Die FED muss uns noch nicht schrecken

Stefan Riße · Uhr

Das war am Mittwoch schon ein Paukenschlag. Versucht die Federal Reserve (FED) mit einer so genannten Guidance die Märkte eigentlich immer gut auf ihre Entscheidungen vorzubereiten, so dass sie keine Überraschungen darstellen, vor allem nicht im Negativen, war es dieses Mal nicht so. Zwar hatte der Markt mit einer erhöhten Geschwindigkeit des Taperings gerechnet. Statt einer Reduktion der Anleihekäufe um 15 Milliarden US-Dollar pro Monat wurde mit einer Erhöhung auf 20 Milliarden gerechnet. Am Ende entschied die FED aber, ab Januar die Reduktion auf 30 Milliarden Dollar zu erhöhen.

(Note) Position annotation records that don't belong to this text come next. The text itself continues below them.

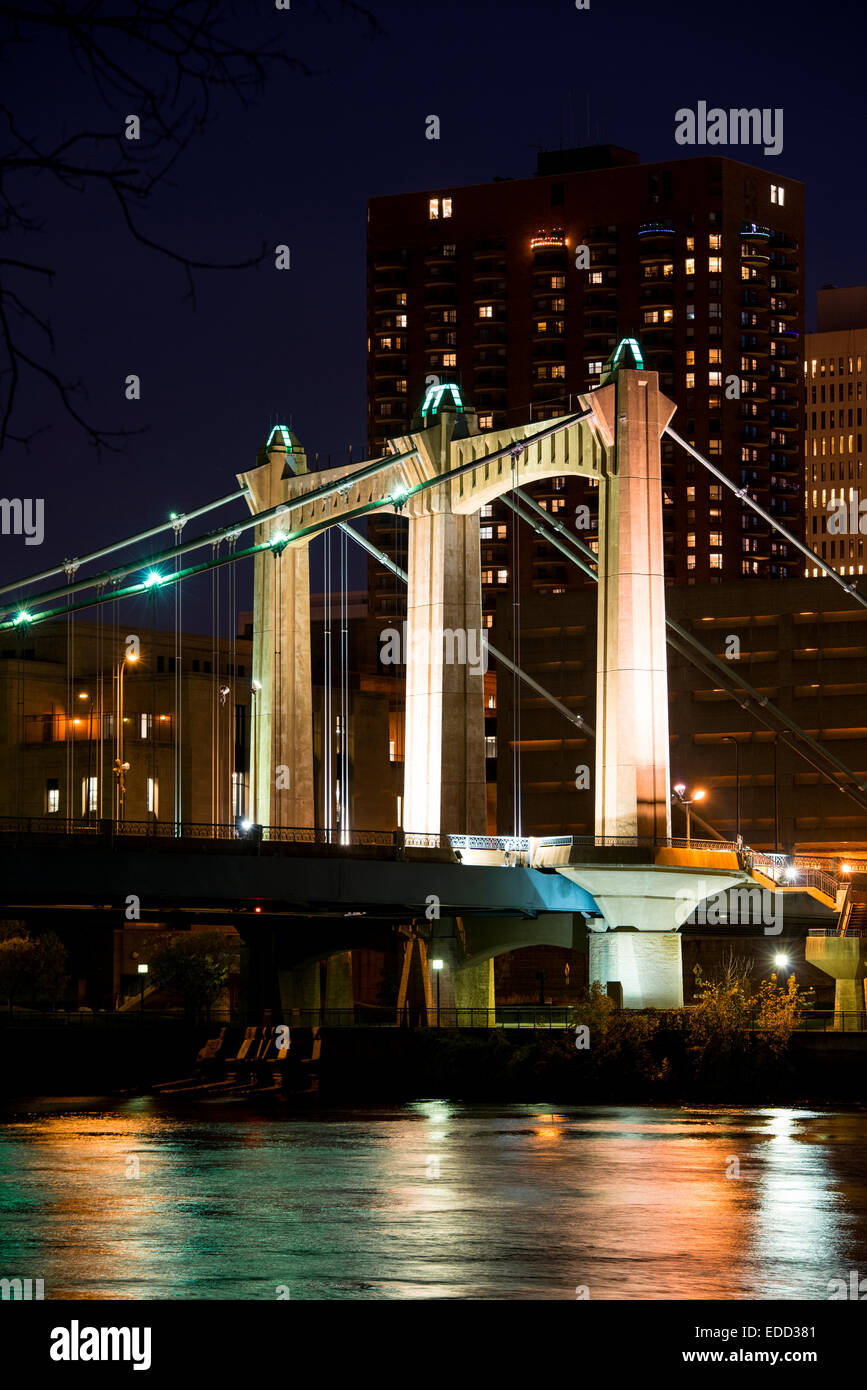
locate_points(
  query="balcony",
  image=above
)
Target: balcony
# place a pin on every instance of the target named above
(650, 232)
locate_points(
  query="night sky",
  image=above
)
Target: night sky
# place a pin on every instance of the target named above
(298, 166)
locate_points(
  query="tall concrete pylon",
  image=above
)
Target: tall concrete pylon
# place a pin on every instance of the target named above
(632, 772)
(281, 736)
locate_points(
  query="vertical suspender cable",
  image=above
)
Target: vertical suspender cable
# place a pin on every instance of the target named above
(178, 788)
(327, 729)
(343, 691)
(516, 656)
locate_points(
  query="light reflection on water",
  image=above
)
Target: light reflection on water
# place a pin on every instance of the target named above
(432, 1200)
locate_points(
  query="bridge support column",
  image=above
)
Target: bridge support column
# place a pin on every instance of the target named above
(632, 792)
(845, 958)
(648, 965)
(338, 982)
(445, 695)
(464, 984)
(281, 736)
(299, 988)
(414, 988)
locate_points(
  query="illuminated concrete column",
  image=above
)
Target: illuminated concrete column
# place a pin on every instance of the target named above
(281, 736)
(632, 795)
(646, 963)
(845, 959)
(464, 983)
(445, 706)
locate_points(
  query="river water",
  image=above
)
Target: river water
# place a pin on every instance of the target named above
(431, 1200)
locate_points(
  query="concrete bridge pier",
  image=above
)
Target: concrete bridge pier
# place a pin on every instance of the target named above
(281, 788)
(464, 983)
(845, 959)
(646, 963)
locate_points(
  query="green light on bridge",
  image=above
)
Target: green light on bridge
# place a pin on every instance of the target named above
(434, 396)
(631, 344)
(284, 435)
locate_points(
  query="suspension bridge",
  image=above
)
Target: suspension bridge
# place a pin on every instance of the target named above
(436, 875)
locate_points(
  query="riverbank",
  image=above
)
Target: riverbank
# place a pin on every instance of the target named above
(631, 1062)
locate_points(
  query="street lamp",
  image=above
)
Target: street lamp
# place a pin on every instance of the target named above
(699, 794)
(120, 766)
(436, 965)
(142, 977)
(728, 738)
(86, 808)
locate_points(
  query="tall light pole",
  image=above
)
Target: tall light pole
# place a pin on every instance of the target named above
(727, 738)
(86, 808)
(775, 801)
(699, 794)
(120, 766)
(436, 966)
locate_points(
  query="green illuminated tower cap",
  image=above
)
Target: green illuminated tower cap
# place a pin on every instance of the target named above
(441, 398)
(625, 355)
(281, 438)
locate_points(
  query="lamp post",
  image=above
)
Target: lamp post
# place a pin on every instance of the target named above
(775, 801)
(120, 766)
(86, 808)
(436, 965)
(699, 794)
(727, 738)
(142, 977)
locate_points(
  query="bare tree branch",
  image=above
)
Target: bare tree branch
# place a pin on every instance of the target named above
(163, 61)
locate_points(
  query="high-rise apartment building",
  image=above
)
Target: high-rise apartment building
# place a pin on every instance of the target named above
(835, 391)
(520, 289)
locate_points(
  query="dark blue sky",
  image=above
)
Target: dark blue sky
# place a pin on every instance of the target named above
(299, 166)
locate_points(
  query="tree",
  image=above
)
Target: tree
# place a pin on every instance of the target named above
(34, 966)
(196, 963)
(157, 67)
(18, 963)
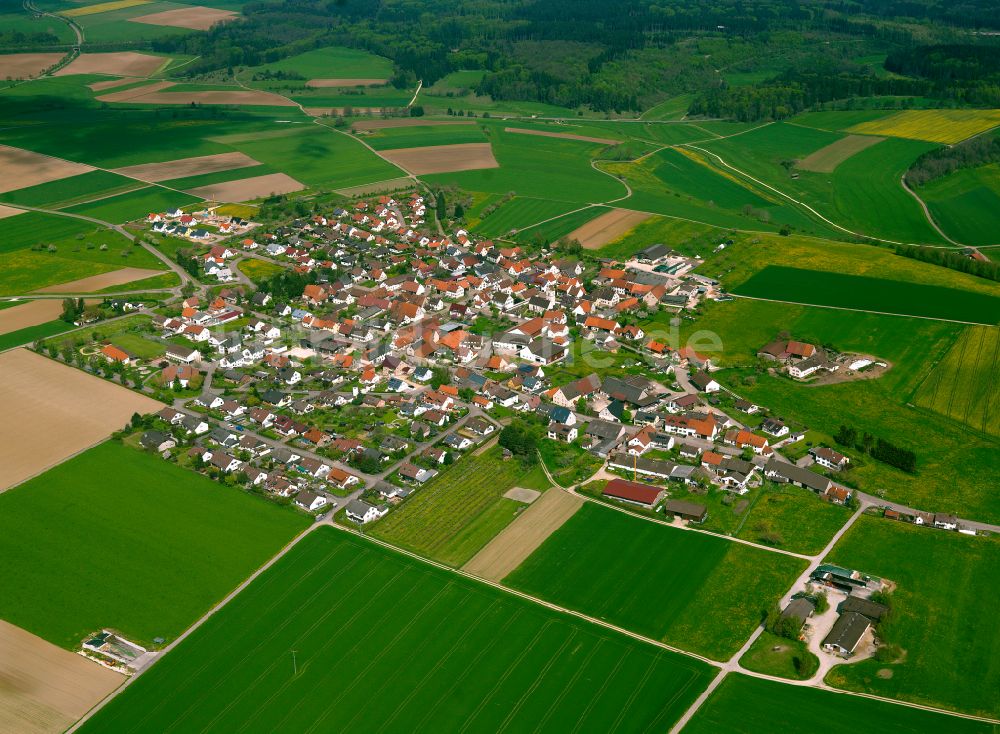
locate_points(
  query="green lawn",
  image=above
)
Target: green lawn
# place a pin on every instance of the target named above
(383, 642)
(873, 294)
(692, 590)
(122, 539)
(455, 514)
(951, 644)
(743, 704)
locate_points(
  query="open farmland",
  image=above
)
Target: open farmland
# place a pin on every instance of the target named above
(208, 538)
(936, 126)
(742, 704)
(692, 590)
(812, 287)
(522, 537)
(949, 650)
(826, 160)
(608, 227)
(22, 168)
(43, 688)
(61, 411)
(965, 385)
(455, 514)
(194, 17)
(416, 649)
(442, 158)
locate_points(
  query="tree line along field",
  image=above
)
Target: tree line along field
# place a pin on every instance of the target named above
(842, 290)
(950, 648)
(691, 590)
(742, 703)
(455, 514)
(965, 384)
(384, 642)
(120, 539)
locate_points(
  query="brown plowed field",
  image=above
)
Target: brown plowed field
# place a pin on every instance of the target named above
(60, 411)
(523, 536)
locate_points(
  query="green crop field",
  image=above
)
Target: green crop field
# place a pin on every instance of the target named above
(813, 287)
(418, 136)
(536, 166)
(965, 385)
(332, 62)
(950, 648)
(383, 642)
(31, 333)
(741, 704)
(320, 157)
(123, 539)
(692, 590)
(522, 212)
(455, 514)
(863, 193)
(133, 205)
(966, 204)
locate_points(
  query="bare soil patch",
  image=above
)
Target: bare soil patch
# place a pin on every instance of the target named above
(60, 412)
(564, 136)
(523, 536)
(196, 18)
(405, 122)
(826, 159)
(443, 158)
(127, 94)
(184, 167)
(102, 281)
(607, 228)
(29, 313)
(25, 66)
(22, 168)
(119, 63)
(324, 83)
(520, 494)
(246, 189)
(43, 688)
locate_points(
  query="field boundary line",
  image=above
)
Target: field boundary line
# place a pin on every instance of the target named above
(863, 310)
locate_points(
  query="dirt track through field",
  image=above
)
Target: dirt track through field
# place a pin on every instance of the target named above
(564, 136)
(195, 18)
(22, 168)
(325, 83)
(184, 167)
(24, 66)
(827, 158)
(43, 688)
(607, 227)
(246, 189)
(443, 158)
(54, 411)
(523, 536)
(119, 63)
(102, 281)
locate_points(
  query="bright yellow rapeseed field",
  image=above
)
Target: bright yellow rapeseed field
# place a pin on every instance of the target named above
(103, 7)
(936, 126)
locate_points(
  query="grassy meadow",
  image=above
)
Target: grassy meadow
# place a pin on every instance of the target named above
(950, 649)
(124, 540)
(692, 590)
(384, 642)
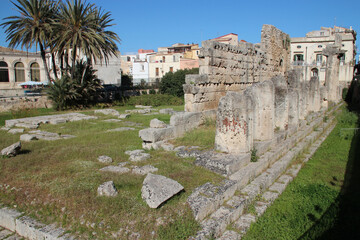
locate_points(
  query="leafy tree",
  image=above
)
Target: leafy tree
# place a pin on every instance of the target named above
(172, 83)
(33, 27)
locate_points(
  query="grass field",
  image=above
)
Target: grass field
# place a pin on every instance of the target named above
(56, 181)
(323, 200)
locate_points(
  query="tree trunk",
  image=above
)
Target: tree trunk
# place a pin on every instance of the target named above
(54, 66)
(47, 73)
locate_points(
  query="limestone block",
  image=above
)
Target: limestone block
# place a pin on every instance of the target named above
(8, 217)
(12, 150)
(16, 130)
(157, 189)
(264, 110)
(314, 98)
(234, 123)
(156, 123)
(104, 159)
(107, 189)
(293, 108)
(281, 103)
(156, 134)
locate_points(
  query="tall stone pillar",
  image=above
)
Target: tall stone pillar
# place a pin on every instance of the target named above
(281, 103)
(234, 123)
(264, 110)
(333, 53)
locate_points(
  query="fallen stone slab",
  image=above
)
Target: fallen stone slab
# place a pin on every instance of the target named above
(157, 189)
(33, 122)
(27, 137)
(139, 157)
(156, 123)
(107, 189)
(112, 120)
(166, 111)
(12, 150)
(144, 170)
(115, 169)
(105, 159)
(121, 129)
(108, 111)
(123, 116)
(134, 152)
(16, 130)
(49, 136)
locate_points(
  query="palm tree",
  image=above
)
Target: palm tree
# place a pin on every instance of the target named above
(82, 30)
(33, 27)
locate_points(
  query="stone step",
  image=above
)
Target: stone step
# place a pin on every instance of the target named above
(258, 178)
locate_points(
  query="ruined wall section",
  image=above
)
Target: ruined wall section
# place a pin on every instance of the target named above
(225, 67)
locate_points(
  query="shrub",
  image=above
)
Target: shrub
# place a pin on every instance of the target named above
(155, 100)
(79, 92)
(172, 83)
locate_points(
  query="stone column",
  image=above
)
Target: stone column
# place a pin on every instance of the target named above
(314, 95)
(234, 123)
(333, 52)
(264, 110)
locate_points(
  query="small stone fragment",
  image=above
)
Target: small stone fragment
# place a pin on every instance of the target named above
(27, 137)
(105, 159)
(156, 123)
(12, 150)
(16, 130)
(157, 189)
(107, 189)
(144, 170)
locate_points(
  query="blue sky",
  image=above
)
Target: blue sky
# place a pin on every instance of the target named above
(151, 24)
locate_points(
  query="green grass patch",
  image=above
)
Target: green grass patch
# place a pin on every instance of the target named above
(56, 181)
(311, 206)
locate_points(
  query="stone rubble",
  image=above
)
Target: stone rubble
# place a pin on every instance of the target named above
(108, 111)
(12, 150)
(107, 189)
(105, 159)
(33, 122)
(157, 189)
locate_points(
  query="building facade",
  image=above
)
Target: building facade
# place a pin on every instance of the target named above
(17, 67)
(307, 53)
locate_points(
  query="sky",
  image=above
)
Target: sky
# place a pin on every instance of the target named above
(159, 23)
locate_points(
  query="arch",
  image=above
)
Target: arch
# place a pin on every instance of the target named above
(314, 72)
(35, 72)
(4, 72)
(19, 72)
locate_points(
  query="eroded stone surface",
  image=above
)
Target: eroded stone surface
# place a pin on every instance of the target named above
(157, 189)
(107, 189)
(12, 150)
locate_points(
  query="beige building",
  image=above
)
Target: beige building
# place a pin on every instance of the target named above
(170, 59)
(307, 52)
(17, 67)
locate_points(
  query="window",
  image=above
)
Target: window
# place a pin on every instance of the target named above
(35, 72)
(19, 72)
(318, 58)
(4, 72)
(314, 72)
(298, 57)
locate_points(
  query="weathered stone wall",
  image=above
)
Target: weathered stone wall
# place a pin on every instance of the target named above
(225, 67)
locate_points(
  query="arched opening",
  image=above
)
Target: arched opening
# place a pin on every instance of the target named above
(4, 72)
(35, 72)
(19, 72)
(314, 72)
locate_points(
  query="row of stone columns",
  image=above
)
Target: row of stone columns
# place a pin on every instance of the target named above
(256, 113)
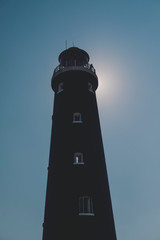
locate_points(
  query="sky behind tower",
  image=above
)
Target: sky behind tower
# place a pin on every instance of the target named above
(122, 38)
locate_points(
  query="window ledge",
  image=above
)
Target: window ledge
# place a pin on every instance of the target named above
(76, 121)
(86, 214)
(60, 91)
(82, 163)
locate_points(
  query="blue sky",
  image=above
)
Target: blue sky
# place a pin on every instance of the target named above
(122, 39)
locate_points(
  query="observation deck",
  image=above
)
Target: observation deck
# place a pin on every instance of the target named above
(72, 60)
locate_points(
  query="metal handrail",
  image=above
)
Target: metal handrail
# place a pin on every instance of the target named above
(88, 66)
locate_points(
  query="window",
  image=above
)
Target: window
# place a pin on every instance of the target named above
(60, 87)
(77, 118)
(86, 206)
(90, 87)
(78, 158)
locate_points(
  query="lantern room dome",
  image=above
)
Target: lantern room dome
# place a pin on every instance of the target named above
(73, 56)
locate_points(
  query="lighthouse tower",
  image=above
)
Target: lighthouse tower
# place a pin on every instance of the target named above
(78, 204)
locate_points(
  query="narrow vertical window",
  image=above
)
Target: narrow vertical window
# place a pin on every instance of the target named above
(86, 206)
(77, 118)
(90, 87)
(60, 87)
(78, 158)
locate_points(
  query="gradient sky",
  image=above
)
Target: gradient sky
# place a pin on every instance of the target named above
(123, 41)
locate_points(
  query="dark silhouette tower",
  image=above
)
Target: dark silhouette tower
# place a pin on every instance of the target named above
(78, 203)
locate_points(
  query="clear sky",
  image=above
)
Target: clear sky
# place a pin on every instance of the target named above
(122, 38)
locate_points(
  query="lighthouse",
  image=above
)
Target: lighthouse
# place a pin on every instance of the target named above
(78, 203)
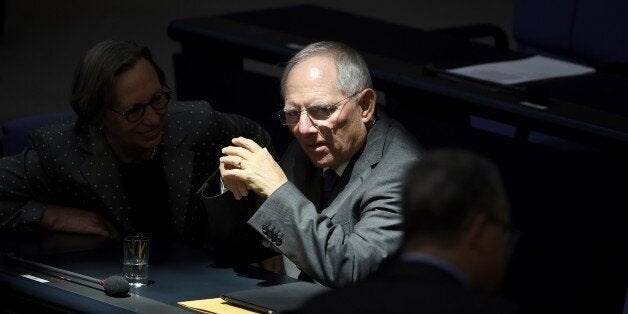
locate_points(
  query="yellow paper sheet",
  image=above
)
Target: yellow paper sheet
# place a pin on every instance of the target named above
(215, 305)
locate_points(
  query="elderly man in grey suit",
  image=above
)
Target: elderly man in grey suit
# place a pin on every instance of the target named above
(336, 234)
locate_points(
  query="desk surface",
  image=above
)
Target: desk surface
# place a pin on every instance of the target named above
(178, 273)
(592, 104)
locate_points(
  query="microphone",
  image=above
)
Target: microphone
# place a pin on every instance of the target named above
(115, 286)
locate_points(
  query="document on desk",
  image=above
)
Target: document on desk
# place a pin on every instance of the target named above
(214, 306)
(523, 70)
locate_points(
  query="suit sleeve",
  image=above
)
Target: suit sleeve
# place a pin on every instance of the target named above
(335, 253)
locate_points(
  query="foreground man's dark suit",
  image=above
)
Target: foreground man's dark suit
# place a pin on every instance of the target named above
(408, 287)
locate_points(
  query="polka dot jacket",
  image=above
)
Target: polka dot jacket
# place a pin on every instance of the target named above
(78, 169)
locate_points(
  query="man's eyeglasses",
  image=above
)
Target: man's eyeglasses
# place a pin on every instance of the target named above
(512, 235)
(159, 102)
(315, 112)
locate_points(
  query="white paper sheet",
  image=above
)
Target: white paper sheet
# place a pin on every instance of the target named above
(524, 70)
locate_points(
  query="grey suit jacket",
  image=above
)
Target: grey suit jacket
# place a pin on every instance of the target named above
(350, 236)
(78, 169)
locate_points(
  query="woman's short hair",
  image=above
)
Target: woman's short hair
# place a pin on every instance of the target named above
(93, 90)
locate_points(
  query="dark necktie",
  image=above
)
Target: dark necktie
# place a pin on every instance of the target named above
(330, 179)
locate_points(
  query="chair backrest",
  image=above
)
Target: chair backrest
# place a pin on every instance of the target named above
(594, 32)
(15, 132)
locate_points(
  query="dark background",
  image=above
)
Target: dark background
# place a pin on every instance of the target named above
(44, 40)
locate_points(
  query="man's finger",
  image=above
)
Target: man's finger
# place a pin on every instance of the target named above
(235, 151)
(246, 143)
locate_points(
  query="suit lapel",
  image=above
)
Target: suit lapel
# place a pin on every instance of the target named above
(305, 176)
(360, 167)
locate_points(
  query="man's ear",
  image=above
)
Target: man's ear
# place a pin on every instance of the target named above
(477, 236)
(367, 101)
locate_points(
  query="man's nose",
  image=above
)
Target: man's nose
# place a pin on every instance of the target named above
(305, 124)
(150, 115)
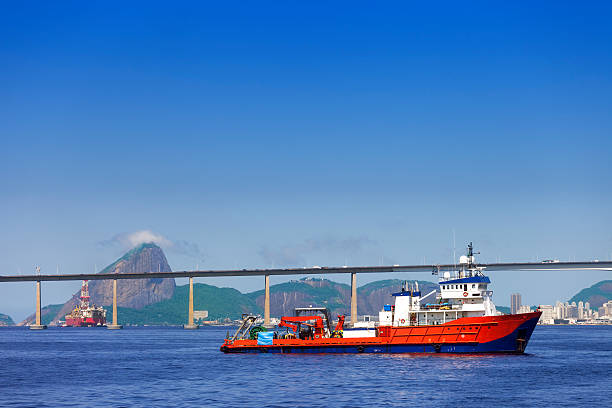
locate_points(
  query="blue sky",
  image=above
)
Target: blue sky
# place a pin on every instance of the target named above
(293, 134)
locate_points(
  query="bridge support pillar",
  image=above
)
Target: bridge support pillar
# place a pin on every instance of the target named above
(114, 326)
(38, 325)
(267, 302)
(190, 325)
(353, 298)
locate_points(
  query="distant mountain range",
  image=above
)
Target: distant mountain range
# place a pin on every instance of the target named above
(161, 302)
(131, 293)
(5, 320)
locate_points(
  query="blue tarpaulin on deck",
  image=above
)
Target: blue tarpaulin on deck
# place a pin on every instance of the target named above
(265, 338)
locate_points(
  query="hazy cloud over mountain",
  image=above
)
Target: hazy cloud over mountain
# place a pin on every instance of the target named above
(298, 254)
(128, 240)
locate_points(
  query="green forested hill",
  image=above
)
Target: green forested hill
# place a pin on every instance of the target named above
(220, 303)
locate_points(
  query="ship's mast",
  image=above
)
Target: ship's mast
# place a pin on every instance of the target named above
(85, 295)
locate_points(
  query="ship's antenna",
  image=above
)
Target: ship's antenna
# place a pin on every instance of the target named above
(454, 250)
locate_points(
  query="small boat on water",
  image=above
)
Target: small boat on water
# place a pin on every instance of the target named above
(85, 314)
(461, 318)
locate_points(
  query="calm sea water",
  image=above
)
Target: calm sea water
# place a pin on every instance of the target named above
(148, 367)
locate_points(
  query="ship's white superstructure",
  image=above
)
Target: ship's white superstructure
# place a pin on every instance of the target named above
(463, 293)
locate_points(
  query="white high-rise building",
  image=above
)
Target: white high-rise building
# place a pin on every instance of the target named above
(515, 303)
(548, 314)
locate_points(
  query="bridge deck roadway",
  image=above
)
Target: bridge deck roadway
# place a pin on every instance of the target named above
(523, 266)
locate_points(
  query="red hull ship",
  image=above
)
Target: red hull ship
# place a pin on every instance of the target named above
(86, 314)
(463, 319)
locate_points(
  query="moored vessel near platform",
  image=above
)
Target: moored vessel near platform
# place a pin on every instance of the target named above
(461, 319)
(85, 314)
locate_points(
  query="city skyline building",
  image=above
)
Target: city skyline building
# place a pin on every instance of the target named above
(515, 303)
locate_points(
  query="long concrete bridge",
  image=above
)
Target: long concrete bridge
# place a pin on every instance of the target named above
(516, 266)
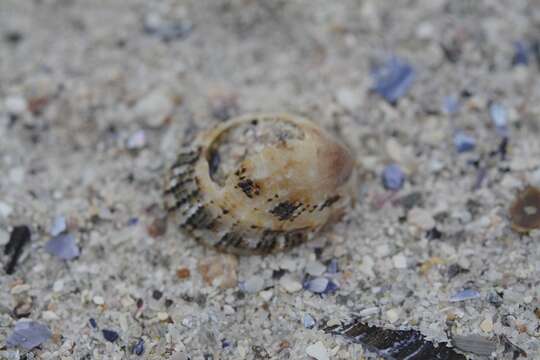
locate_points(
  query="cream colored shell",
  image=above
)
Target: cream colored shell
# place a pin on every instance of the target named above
(283, 179)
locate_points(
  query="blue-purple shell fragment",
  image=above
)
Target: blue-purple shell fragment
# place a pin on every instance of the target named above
(392, 79)
(28, 334)
(464, 142)
(393, 177)
(58, 226)
(521, 54)
(467, 294)
(499, 117)
(63, 246)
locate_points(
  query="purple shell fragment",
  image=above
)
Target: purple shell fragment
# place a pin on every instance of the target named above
(63, 246)
(28, 334)
(463, 142)
(467, 294)
(392, 79)
(393, 177)
(317, 285)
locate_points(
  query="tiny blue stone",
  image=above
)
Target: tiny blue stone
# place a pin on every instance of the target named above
(308, 321)
(138, 349)
(451, 104)
(464, 142)
(332, 267)
(110, 335)
(93, 322)
(392, 79)
(521, 54)
(393, 177)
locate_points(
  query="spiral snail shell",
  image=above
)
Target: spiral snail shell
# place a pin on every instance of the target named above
(259, 183)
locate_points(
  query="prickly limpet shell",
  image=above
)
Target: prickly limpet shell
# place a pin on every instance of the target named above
(259, 183)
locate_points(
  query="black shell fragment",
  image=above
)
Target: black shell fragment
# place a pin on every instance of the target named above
(394, 344)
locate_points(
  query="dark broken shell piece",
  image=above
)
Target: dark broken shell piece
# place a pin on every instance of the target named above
(394, 344)
(525, 211)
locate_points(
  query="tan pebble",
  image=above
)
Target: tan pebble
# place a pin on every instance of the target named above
(219, 270)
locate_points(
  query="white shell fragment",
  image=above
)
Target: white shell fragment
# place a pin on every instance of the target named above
(259, 183)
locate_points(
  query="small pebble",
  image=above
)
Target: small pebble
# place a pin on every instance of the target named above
(183, 273)
(253, 284)
(317, 285)
(525, 210)
(290, 285)
(49, 315)
(393, 177)
(421, 218)
(28, 334)
(315, 268)
(467, 294)
(156, 294)
(475, 344)
(110, 335)
(5, 210)
(400, 261)
(137, 140)
(451, 104)
(392, 79)
(308, 321)
(98, 300)
(63, 246)
(15, 105)
(348, 98)
(138, 348)
(93, 323)
(392, 315)
(521, 54)
(463, 142)
(317, 351)
(59, 225)
(162, 316)
(499, 116)
(486, 325)
(266, 295)
(332, 267)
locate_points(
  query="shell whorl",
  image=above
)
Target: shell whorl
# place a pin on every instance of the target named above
(259, 183)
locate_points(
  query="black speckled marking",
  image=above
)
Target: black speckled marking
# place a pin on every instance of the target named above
(395, 344)
(181, 199)
(202, 218)
(294, 238)
(249, 188)
(188, 157)
(329, 202)
(284, 210)
(230, 239)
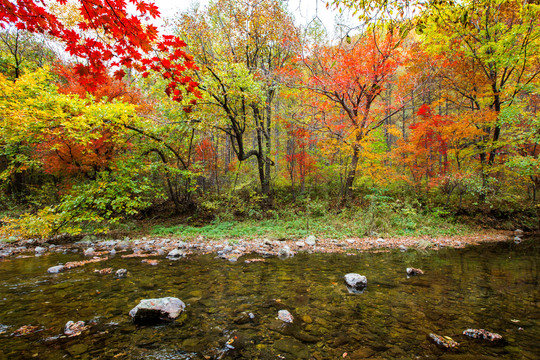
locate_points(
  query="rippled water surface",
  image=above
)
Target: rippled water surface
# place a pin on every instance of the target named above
(495, 287)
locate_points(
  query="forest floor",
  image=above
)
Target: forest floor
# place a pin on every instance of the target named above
(233, 249)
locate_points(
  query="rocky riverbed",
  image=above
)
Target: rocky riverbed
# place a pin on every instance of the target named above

Auch Zinserhöhungen kommen früher

Die FED hat stets deutlich kommuniziert, dass erst das Tapering abgeschlossen sein müsse, bevor es die ersten Zinserhöhungen gibt. Bei dem nun vorgegebenen Tempo ist dies nicht erst im Juli, sondern schon im März der Fall. Damit ist den Märkten auch klar, dass die erste Zinserhöhung nicht erst Mitte des Jahres kommt. Und war man bisher von zwei Zinserhöhungen in 2022 ausgegangen, sind es jetzt drei. Doch auch dies muss man einordnen. Die Inflation hat mittlerweile in den USA 6,8 Prozent erreicht. Bei den prognostizierten Zinsschritten von einem Viertelprozentpunkt stünden die Zinsen am Jahresende 2022 bei 0,75 Prozent. Damit ist eine Inflation von 6,8 Prozent, und würde sie auch auf die Hälfte sinken, kaum zu bekämpfen. Auch die Attraktivität von Aktien sinkt natürlich nur leicht.

Zinserhöhungen wirken mit Zeitverzögerung

Außerdem ist festzuhalten, dass Zinserhöhungen erfahrungsgemäß ihre echte liquiditätseinschränkende Wirkung erst mit einer Zeitverzögerung von drei bis zwölf Monaten entfalten. In den letzten Zinserhöhungszyklen ging es erst nach einer Reihe von Zinserhöhungen mit den Aktienmärkten deutlicher abwärts. Insofern ist derzeit noch kein Warnsignal für die Aktienmärkte gegeben. Aber es ist natürlich zu beobachten, ob die FED noch häufiger umsteuern wird. Dies würde sicher passieren, wenn die Inflationsrate weiter ausufert. Doch auch dann würde sich der negative Realzins ja nicht verringern, es sei denn, die US-Währungshüter würden plötzlich mit Riesenschritten voranschreiten.

EZB bleibt weiter locker

Nicht nur die FED tagte in dieser Woche, sondern auch die Europäische Zentralbank (EZB). Auch diese lässt das in der Krise aufgelegte Anleiheaufkaufprogramm zwar auslaufen, stockt das reguläre dafür aber um 20 Milliarden Euro auf. Zinserhöhungen fasst sie noch gar nicht ins Auge. Die Geldpolitik in den USA und die in Europa laufen damit noch stärker auseinander, liquiditätstechnisch sind europäische Aktien damit stärker unterstützt. Diese Tatsache und ihre tiefe Bewertung gegenüber amerikanischen Titeln lassen mich meine Empfehlung der vergangenen Woche wiederholen, Europa nicht aus dem Auge zu verlieren.